Organophosphates like chlorpyrifos were first developed by the Nazis for chemical warfare but were later repurposed for agriculture. Chlorpyrifos was banned from home use nearly two decades ago, as it is too toxic to children.
“We commend the court for this ruling as it forces the EPA to stop stalling,” said Patti Goldman, Earthjustice attorney. “While we are moving forward, the tragedy is that children are being exposed to chlorpyrifos, a pesticide science has long shown is unsafe. We hope Trump’s EPA finally decides to protect the future of countless children and the health of millions of farmworkers.”
Last year, the same court ordered EPA to finalize its proposed ban on chlorpyrifos based on undisputed findings that the pesticide is unsafe for public health and particularly harmful to children and farmworkers, but EPA asked and received a rehearing. Last month, advocates represented by Earthjustice argued again in court that chlorpyrifos has no place near fruits or vegetables.

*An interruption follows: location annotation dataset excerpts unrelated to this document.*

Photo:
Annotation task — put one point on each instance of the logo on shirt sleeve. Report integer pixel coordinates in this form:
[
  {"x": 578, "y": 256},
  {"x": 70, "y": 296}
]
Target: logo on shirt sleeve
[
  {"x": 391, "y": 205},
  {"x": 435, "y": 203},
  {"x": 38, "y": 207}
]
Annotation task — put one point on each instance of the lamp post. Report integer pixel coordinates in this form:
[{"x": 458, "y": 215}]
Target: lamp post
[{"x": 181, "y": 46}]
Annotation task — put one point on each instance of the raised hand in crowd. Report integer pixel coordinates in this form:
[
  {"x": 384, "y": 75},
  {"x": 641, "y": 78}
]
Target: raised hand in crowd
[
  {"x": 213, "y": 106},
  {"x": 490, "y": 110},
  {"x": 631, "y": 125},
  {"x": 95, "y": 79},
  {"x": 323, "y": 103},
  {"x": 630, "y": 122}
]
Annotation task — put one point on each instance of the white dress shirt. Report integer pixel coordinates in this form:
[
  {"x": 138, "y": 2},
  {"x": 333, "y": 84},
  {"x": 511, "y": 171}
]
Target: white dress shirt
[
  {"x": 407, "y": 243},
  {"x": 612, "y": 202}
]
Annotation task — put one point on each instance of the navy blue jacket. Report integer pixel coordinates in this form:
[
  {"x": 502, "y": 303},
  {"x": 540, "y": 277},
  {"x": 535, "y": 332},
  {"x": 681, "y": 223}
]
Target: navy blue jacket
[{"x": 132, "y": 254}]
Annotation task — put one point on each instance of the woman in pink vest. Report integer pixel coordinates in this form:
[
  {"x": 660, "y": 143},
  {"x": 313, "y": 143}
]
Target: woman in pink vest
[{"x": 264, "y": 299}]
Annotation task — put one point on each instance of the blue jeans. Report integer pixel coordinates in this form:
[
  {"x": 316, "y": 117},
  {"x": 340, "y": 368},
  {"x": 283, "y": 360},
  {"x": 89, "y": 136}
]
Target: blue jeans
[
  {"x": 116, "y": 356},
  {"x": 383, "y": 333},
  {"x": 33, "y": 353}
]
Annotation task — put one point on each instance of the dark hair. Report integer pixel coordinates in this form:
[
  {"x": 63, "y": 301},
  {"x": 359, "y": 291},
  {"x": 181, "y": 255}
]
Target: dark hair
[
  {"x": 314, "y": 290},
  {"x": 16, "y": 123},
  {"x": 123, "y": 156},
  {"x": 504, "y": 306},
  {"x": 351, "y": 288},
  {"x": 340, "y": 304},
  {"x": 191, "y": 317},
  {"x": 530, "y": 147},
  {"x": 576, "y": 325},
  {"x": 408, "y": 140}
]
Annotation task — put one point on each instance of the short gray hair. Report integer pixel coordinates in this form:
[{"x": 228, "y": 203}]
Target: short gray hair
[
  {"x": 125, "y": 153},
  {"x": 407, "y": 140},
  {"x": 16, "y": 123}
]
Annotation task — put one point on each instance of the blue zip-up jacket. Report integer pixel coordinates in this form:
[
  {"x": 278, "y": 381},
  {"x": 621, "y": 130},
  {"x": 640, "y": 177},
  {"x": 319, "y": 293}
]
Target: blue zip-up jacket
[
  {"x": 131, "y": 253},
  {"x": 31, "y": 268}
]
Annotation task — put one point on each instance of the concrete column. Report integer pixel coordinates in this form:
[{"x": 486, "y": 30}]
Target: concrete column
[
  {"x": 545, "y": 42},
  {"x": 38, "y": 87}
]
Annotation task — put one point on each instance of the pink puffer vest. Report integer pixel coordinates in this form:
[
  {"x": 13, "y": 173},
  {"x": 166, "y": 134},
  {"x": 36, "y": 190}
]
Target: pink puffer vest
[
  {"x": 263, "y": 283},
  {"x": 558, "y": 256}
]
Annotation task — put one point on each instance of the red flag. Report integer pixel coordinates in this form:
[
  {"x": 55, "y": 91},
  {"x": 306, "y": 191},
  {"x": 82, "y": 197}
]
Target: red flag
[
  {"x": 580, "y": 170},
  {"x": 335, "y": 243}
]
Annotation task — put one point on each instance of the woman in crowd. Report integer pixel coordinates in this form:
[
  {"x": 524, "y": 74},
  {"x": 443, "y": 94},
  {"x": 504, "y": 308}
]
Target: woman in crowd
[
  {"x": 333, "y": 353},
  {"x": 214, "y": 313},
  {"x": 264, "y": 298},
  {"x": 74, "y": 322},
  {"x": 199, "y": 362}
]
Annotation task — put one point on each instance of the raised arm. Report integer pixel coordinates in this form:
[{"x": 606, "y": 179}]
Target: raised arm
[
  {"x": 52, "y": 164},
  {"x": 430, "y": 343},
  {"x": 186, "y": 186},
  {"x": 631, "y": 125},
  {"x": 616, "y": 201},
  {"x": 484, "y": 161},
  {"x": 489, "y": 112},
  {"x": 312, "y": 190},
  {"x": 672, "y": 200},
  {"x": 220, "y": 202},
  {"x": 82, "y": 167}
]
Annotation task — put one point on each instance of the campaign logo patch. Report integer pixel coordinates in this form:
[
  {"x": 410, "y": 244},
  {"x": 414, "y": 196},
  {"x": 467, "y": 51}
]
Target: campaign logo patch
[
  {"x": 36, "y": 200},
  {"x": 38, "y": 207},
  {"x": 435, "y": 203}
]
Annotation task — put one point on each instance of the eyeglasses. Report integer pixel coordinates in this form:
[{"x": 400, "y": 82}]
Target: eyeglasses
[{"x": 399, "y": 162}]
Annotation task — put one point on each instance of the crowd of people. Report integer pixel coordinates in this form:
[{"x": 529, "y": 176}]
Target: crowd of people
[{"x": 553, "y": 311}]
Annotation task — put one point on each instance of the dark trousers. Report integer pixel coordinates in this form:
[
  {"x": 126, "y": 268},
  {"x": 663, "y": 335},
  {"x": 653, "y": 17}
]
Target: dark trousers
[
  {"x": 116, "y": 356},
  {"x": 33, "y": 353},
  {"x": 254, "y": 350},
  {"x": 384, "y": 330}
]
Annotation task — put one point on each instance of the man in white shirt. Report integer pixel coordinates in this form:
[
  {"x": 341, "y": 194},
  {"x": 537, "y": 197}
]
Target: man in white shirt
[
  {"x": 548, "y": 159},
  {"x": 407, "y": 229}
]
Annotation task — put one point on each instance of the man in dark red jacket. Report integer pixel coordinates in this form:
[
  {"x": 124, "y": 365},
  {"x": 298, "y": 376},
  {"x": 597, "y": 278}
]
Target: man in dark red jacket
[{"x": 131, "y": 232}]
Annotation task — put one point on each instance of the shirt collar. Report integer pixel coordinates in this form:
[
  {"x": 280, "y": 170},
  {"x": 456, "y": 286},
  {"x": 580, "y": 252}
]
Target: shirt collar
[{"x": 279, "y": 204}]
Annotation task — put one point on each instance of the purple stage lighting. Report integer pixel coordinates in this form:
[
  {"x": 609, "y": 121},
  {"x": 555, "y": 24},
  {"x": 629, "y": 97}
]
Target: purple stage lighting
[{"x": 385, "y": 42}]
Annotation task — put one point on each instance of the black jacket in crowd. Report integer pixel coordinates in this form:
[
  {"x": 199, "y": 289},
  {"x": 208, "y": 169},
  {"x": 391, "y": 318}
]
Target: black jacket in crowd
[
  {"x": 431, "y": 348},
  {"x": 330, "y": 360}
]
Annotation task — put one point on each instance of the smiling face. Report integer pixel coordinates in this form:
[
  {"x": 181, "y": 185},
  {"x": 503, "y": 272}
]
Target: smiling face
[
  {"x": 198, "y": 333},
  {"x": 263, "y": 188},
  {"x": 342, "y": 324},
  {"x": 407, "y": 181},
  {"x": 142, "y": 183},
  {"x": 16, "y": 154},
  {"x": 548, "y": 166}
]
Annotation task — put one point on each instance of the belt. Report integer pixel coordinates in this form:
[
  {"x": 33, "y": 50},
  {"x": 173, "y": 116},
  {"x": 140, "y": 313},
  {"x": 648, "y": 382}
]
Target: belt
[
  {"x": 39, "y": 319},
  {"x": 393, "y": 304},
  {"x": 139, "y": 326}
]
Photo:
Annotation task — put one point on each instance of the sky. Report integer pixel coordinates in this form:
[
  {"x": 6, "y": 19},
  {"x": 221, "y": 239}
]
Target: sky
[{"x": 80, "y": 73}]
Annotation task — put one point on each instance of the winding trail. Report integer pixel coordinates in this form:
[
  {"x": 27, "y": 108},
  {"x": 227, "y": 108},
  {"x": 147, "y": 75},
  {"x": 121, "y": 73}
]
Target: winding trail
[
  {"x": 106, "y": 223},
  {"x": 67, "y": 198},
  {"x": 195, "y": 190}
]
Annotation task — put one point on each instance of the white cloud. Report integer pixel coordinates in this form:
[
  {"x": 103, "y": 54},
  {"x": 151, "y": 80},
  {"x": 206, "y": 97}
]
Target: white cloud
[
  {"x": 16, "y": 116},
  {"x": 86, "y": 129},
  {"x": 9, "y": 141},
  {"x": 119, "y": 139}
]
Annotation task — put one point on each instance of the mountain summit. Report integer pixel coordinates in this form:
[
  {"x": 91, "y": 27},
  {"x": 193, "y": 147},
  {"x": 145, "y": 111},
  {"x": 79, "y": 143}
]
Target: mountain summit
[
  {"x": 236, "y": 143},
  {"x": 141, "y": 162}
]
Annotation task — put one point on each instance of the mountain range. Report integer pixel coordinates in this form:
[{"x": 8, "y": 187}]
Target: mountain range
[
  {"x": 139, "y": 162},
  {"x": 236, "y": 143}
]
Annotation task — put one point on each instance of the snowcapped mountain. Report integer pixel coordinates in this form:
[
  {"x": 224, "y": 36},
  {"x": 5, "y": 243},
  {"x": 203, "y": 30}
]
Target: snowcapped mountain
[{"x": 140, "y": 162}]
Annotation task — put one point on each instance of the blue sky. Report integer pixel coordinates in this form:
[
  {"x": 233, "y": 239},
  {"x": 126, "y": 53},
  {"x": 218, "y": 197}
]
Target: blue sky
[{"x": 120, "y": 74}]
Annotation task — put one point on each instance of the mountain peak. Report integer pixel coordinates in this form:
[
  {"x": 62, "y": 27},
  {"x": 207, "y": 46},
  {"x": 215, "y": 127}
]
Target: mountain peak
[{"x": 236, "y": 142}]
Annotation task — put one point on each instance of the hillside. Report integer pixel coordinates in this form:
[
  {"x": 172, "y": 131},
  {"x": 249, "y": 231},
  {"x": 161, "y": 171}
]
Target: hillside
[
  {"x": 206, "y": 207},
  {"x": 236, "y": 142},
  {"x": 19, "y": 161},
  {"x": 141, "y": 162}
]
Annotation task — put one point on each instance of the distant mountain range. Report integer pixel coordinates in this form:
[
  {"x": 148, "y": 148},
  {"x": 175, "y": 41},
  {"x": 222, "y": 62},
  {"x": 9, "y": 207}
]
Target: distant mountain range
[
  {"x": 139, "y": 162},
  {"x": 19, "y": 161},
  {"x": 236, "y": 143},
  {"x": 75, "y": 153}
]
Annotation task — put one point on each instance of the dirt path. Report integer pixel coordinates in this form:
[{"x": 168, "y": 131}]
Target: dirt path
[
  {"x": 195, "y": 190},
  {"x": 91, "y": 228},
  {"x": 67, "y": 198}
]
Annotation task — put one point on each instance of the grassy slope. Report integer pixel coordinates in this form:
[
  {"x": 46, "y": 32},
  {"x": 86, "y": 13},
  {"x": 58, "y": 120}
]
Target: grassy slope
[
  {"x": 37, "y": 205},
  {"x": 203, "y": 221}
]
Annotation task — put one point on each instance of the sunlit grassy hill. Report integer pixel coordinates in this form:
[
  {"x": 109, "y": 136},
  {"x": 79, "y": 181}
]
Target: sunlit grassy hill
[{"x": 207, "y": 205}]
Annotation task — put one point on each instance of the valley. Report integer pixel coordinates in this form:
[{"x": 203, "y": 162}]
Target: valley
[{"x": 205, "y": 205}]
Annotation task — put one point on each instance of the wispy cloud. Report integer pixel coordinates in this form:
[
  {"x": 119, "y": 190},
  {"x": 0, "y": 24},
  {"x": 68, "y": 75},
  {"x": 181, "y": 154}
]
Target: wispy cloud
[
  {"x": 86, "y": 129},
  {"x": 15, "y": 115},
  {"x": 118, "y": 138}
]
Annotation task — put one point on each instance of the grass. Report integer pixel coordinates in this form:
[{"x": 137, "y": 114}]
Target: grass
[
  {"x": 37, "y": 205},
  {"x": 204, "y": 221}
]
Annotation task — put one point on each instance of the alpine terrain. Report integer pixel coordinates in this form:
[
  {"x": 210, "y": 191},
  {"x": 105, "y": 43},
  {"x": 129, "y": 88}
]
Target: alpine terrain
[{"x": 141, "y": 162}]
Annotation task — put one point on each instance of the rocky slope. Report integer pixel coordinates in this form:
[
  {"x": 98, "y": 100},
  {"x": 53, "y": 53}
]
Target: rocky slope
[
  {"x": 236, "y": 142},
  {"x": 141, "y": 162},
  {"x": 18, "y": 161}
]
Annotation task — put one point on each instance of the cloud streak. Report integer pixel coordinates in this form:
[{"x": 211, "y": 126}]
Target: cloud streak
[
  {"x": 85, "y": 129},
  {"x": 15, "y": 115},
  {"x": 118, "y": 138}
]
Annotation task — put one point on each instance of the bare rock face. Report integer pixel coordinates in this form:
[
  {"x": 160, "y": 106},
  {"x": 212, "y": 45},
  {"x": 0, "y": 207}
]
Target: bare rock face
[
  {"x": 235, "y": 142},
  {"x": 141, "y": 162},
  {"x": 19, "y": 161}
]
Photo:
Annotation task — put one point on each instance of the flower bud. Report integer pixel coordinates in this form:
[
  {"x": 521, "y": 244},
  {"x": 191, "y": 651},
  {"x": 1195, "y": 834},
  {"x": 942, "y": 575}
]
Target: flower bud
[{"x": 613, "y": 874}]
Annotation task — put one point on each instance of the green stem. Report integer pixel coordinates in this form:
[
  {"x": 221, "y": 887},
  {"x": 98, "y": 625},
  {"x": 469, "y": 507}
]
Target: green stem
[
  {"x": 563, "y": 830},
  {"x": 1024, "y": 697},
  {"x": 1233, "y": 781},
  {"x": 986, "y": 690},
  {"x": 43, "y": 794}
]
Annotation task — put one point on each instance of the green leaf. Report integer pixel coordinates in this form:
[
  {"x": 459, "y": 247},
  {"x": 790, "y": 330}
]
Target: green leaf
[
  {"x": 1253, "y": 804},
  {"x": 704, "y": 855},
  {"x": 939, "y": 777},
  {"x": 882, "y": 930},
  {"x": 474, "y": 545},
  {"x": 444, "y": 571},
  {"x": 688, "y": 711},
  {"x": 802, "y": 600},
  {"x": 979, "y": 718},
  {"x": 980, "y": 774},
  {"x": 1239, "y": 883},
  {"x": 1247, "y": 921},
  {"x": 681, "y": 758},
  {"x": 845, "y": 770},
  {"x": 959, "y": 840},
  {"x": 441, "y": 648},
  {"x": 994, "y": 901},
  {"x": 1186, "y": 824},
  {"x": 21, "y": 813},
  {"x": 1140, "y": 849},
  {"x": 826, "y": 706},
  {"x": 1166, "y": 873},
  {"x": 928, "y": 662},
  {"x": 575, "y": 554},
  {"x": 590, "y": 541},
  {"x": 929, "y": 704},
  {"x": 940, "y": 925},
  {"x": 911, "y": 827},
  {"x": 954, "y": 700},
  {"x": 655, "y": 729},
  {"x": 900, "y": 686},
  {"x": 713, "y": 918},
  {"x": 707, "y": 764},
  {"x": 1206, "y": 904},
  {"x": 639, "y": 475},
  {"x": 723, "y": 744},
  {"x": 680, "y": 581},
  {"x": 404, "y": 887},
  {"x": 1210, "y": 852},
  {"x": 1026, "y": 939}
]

Today’s court order comes two years after the Trump administration reversed EPA’s own proposal to ban this pesticide. That decision happened weeks after former EPA boss Scott Pruitt met with the head of the largest manufacturer of chlorpyrifos, Dow Chemical (now DowDupont), which sells it under the name of Lorsban. In 2017, Pruitt falsely claimed the science is “unresolved,” and decided EPA would study the issue until 2022 even though agency scientists said chlorpyrifos is unsafe.
Chlorpyrifos is a widely used agricultural pesticide linked to reduced IQ, attention deficit disorder, and other developmental damage in children, according to multiple studies. Chlorpyrifos, an organophosphate that comes from the same chemical family as sarin nerve gas, is used on foods like strawberries, apples, citrus, broccoli, corn and more.